WP5 Statistical and robust translation - M39

Summary of progress

The main goal of this WP has been to develop a hybrid system between GF and SMT specialised in patent translation and has implied the construction of new resources on the domain and conceiving techniques to integrate both technologies. The WP has also tasks devoted to widen GF and have been focused on building general purpose lexicons. Besides, a more robust GF has been achieved by the use of the robust statistical parser that will allow to translate free text or, at least, the parts covered by the grammars without being affected by unknown elements.

Regarding the development of different types of general lexicons it has been used GF’s core idea of common abstract syntax and multiple concrete syntaxes to produce multilingual morphological lexicons. The abstract syntax is based on data from the Princeton WordNet and the Oxford Advanced Learner’s dictionary. The concrete syntaxes are produced using data from already existing lexical resources (i.e. Bilingual dictionaries and Universal WordNet), and GF’s morphological smart paradigms. Because words can have multiple senses, and it is often very hard to find one-to-one word mappings between languages, two different types of multi-lingual lexicons have been developed: Uni-Sense and Multi-Sense. In a uni-sense lexicon each source word is restricted to represent one particular sense of the word, and hence it becomes easier to map it to one particular word in the target language. These type of lexicons are useful for building domain specific NLP applications. A multi-sense lexicon, on the other hand, is a more comprehensive lexicon and contains multiple senses of words and their translations to other languages. This type of lexicons can be used for open-domain tasks such as arbitrary text translation. These lexicons cover a number of language including English, German, Finnish, Bulgarian, Hindi, Urdu and their size ranges from 10 to 50 thousand lemmas.

In WP5 we also experimented with open-domain robust translation based solely on GF. This is a huge step since the traditional application domain of GF is in controlled languages where the domain is small and well defined, while in the task of translating running text the source language is not clearly defined anymore. As a simple numerical measure for the leap, we can say that the typical GF applications deal with grammars containing hundreds of lemmas while in this experiment our grammars contain more than 50,000 lemmas.
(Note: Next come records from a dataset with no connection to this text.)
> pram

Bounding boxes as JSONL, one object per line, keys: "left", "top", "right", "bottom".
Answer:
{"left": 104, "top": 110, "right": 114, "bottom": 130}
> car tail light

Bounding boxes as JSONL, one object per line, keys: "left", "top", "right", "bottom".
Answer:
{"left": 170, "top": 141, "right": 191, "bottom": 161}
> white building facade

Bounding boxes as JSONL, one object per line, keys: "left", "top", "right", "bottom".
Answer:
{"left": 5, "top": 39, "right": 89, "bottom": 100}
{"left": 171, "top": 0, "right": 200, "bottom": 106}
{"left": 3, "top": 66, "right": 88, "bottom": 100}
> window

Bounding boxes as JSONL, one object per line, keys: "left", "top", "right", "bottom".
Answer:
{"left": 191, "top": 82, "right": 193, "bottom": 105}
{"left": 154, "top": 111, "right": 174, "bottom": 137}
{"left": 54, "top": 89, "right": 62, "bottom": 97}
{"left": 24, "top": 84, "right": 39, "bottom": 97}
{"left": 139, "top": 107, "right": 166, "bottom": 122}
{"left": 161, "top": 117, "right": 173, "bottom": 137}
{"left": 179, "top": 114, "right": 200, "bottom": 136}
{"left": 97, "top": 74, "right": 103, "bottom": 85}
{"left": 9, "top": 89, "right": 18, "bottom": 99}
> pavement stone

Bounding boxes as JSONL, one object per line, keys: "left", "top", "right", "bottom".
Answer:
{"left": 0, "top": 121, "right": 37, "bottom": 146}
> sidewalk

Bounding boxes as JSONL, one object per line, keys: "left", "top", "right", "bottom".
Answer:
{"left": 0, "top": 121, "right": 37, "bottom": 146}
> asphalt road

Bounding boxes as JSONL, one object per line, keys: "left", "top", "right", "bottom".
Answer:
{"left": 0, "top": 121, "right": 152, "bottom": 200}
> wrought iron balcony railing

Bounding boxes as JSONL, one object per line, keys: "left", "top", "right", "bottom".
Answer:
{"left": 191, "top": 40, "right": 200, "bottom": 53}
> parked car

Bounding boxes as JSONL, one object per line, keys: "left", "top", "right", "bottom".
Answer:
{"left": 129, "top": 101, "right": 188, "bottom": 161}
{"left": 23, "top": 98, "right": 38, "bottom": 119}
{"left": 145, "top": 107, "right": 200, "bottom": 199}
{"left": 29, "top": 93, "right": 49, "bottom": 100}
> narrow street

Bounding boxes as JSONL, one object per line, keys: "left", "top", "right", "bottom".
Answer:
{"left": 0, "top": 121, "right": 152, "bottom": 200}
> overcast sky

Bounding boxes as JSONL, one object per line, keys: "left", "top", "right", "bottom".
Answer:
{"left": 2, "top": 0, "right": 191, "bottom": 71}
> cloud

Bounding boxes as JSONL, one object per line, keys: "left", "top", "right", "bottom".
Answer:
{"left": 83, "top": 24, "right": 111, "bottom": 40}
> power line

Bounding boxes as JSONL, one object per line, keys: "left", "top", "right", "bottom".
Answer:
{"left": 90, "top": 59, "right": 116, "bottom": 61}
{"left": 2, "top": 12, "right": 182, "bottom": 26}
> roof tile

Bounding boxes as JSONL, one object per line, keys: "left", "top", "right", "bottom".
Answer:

We developed an entirely new runtime system for GF in C which has the advantage to be more portable and more efficient. The efficiency was the first requirements that we had to satisfy since otherwise interpreting these huge grammars would be intractable. Furthermore, we turned the original non-probabilistic algorithms for parsing and reasoning into probabilistic ones. The introduction of probabilistic models is crucial for the disambiguation of the grammars which are by necessity highly ambiguous. The third major contribution to the project is that we also made the GF parser robust, i.e. when faced with sentences which are not parseable, it returns a sequence of recognized chunks rather than an error. We evaluated our implementation with state-of-the-art statistical parsers for related grammatical formalisms, and we found that for sentences longer than 25 tokens, our implementation is at least two orders of magnitude faster. We also tried to use our new architecture in machine translation but here the results are not conclusive yet. We found that the two main limitations are in the quality of the translation dictionaries which we built and the still limited coverage of the grammars. Furthermore, we need to better address the word sense disambiguation and the proper translation for multiword expressions.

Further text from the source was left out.